I find it easiest to remove all cabinet doors and drawers to
paint. It is extremely important to
number each cabinet or drawer before you remove it so that you know where it
goes when its time to put it back!
Especially for older wood, those pieces can sometimes warp on their
hinges or in their drawer slot and won’t fit well anywhere else.
Tape and cover anything you don’t want to get paint on. Be cautious of anything even remotely close
if using a spray gun as there is a great chance of overspray. Remove any hardware. Take your time and be very thorough in the
prep work. The key to a job well done is
all in the prep work and is important to have a professional finish.
Priming:
I use BIN Shellac Primer when spraying, or General Finishes Stain Blocker when hand painting.
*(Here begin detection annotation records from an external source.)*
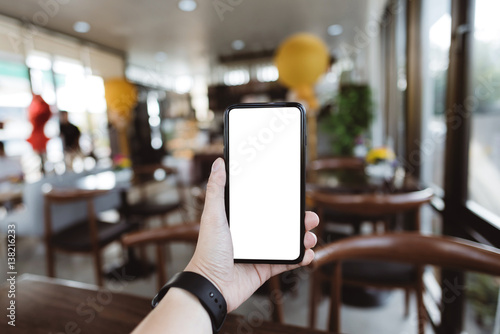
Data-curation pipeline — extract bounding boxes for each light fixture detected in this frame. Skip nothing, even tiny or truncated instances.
[177,0,198,12]
[231,39,245,50]
[155,51,167,63]
[327,24,344,36]
[73,21,90,34]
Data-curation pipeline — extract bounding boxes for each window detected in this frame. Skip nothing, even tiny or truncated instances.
[468,0,500,217]
[420,0,451,196]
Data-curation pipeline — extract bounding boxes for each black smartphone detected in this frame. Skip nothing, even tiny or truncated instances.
[224,102,307,264]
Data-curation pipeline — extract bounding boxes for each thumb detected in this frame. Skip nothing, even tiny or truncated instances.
[203,158,226,221]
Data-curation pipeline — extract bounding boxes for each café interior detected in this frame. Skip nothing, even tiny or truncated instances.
[0,0,500,334]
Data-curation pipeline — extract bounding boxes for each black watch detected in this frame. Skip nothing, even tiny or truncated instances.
[151,271,227,333]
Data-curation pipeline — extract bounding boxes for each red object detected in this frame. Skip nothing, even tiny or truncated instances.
[28,95,52,152]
When painting oak, I always use 2 coats of
primer because it really helps to fill in the grain. After the prep work is done and the wood is dry,
I apply the first coat of primer. This
can be done with either a spray gun, brush or foam roller. With primer, I don’t think there is a major
difference in the finish with whatever you choose. Warning: my usual “panic” sets in after the
first coat of primer goes on. Primer
usually looks horrible and with only one coat it is not completely covered so a
lot of the wood still shows through.
Take a deep breath, walk away, and don’t worry ‘cause it will be
okay! Don’t put the first coat of primer
on too thick, it is better to have several thin coats than one thick coat. After the first coat of primer is dry
(usually about 30-60 minutes), I inspect the surface of the wood to see if
there are any cracks or chips in the wood that should be repaired. If there is, I apply a wood filler and let it
dry and then sand it down. Then I apply
a second coat of primer. After the
second coat of primer is dry I again sand to make it smooth with a 220 grit
sandpaper.
Painting:
Painting:
When the primer is dry and sanded smooth it is time for
paint! This is the fun part where you
will finally see progress and it gets exciting!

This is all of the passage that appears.